On se rencontre, on se regarde, on tombe amoureux, on se marie et on a beaucoup d’enfants. Ca, c’est un conte de fées. Ou c’étaient les amours d’autrefois avec rendez-vous arrangés à la clé.

Aujourd’hui, à l’ère de la communication à tout va, on ne communique plus du tout. Personne ne dit plus bonjour, ni ne répond à un sourire. Et on crève de solitude. Métro, boulot, dodo dans les villes. Voiture, boulot, dodo dans les campagnes. Et pour les célibataires, plateaux-télé puis connexion.

Connexion ? Sur l’ordinateur évidemment, et sur un site, évidemment encore, de préférence un site de rencontres, ou MSN pour tchatter. Et rêver. Et aimer. Enfin, rêver qu’on aime et qu’on est aimé car il est rare que le virtuel passe au réel. Ou, quand ça arrive, c’est le plus souvent la fin de l’histoire, le rêve venant se briser sur de tristes réalités.

Pourquoi préfère t’on s’aimer derrière un écran d’ordinateur plutôt que de s’aimer en vrai ? Que va t’on réellement chercher sur le net, quelles sont nos motivations cachées ?

A l’unanimité les internautes trouvent que l’amour virtuel a le gros avantage d’être facile d’accès, sans danger, que dans un premier temps le physique à peu d’importance (on se contente d’une photo, vraie ou fausse, souvent arrangée) et que l’on garde tant qu’on veut sa part de mystère.

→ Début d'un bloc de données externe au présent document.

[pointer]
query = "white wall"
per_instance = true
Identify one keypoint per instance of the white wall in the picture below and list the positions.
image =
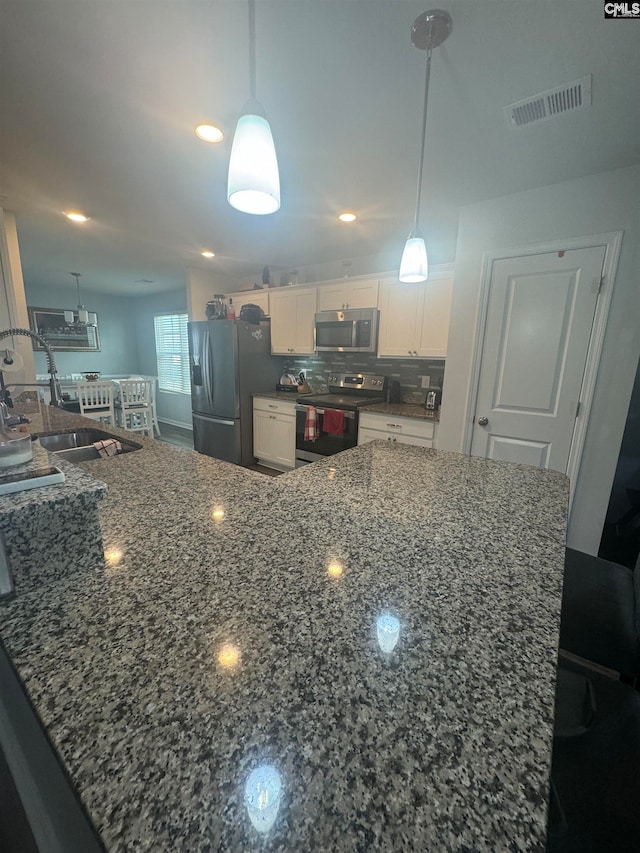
(13, 305)
(597, 204)
(172, 407)
(116, 327)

Ce qui est primordial, c’est le désir de trouver l’amour ou de vivre une histoire super romantique (laissons de côté ceux qui cherchent le « coup » d’un soir). Le net permet de prendre son temps, de sélectionner et d’éviter de tomber sur des gens « collants » parce que de toute façon, c’est de très facile ensuite de les zapper. Un faux pas et on raye l’indélicat d’un simple clic.  

Pour certains, ou certaines, le virtuel est un moyen de passer outre sa timidité ou de reprendre confiance en soi. Les messages flattent l’ego et les échanges donnent une intensité à une vie parfois terne. Pour d’autres,  le net est le moyen de fuir un quotidien trop lourd. Quand on se sent mal dans son couple, et qu’on n’a pas forcément envie de tout plaquer, Internet offre une diversion, avec au bout du clavier une aventure virtuelle sans grandes conséquences.

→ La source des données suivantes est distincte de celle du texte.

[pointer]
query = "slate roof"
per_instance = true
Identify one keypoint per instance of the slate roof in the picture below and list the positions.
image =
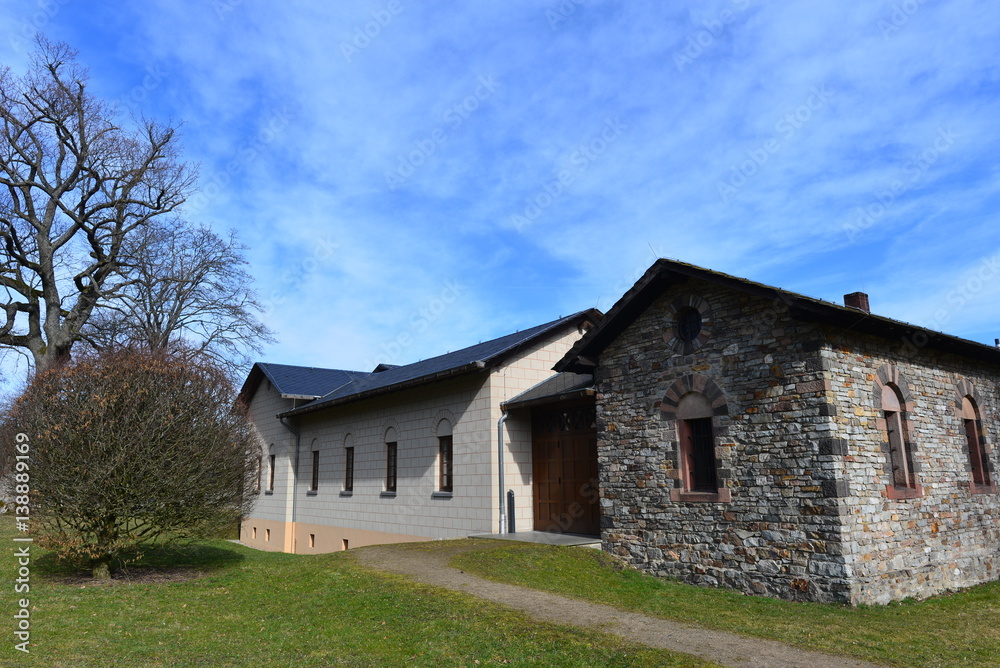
(561, 386)
(467, 360)
(297, 382)
(582, 357)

A partir de là, nos fantasmes entrent en scène. On idéalise l’autre physiquement et mentalement, on commence par imaginer la personne puis on s’imagine avec la personne. Il ya aussi les fantasmes de l’autre, ce qu’il projette et les qualités qu’il nous prête.

Tout ceci permet parfois des sortes d’emballements que l’on peut confondre avec un sentiment amoureux.

Il ne faut pas oublier qu’on ne se connaît pas dans la vraie vie. Au regard d’une  certaine conception du réel, une relation  uniquement  virtuelle n’existerait pas. Et pourtant les  adieux virtuels  sont parfois difficiles.  

Si la prise  de distance virtuelle est moins évidente que  des adieux physiques  c’est aussi parce qu’Internet  est intemporel. Il suffit que les commentaires  d’un forum ne soient pas fermés,  pour qu’existe la possibilité de reprendre une discussion close depuis quelques mois.

Mais peut-on considérer  comme illusoires les  relations virtuelles ? Sont-elles moins vraies que les  relations mettant en jeu la présence physique ? Ne peut-on éprouver un amour véritable envers une personne jamais vue ?  Et que lirions-nous dans ses yeux si d’aventure nous la rencontrions ?  Ses   sentiments  pour nous ?  Ou les secrets de son âme? 

La distance physique induit des fantasmes et de l’imagination. Le comportement lui-même est différent comparé à la réalité. On devient plus ou moins involontairement quelqu’un d’autre. On se désinhibe. La pudeur ou la timidité font partie de la personnalité d’un individu.
On imagine l’autre, on l’invente presque. Tout comme cet amour que l’on croit ressentir.

Toutes les supercheries sont permises : mensonges sur l’âge, le physique, la situation sociale… si l’on s’en tient à la virtualité, les échanges d’âme à âme sont tout à fait possibles. Ils sont même favorisés  par le fait que toute distance géographique est abolie et que  toute incompatibilité d’existence  s’efface.

Les barrières les plus prosaïques tombent et commence alors  un véritable échange avec ce que les êtres ont de plus intime.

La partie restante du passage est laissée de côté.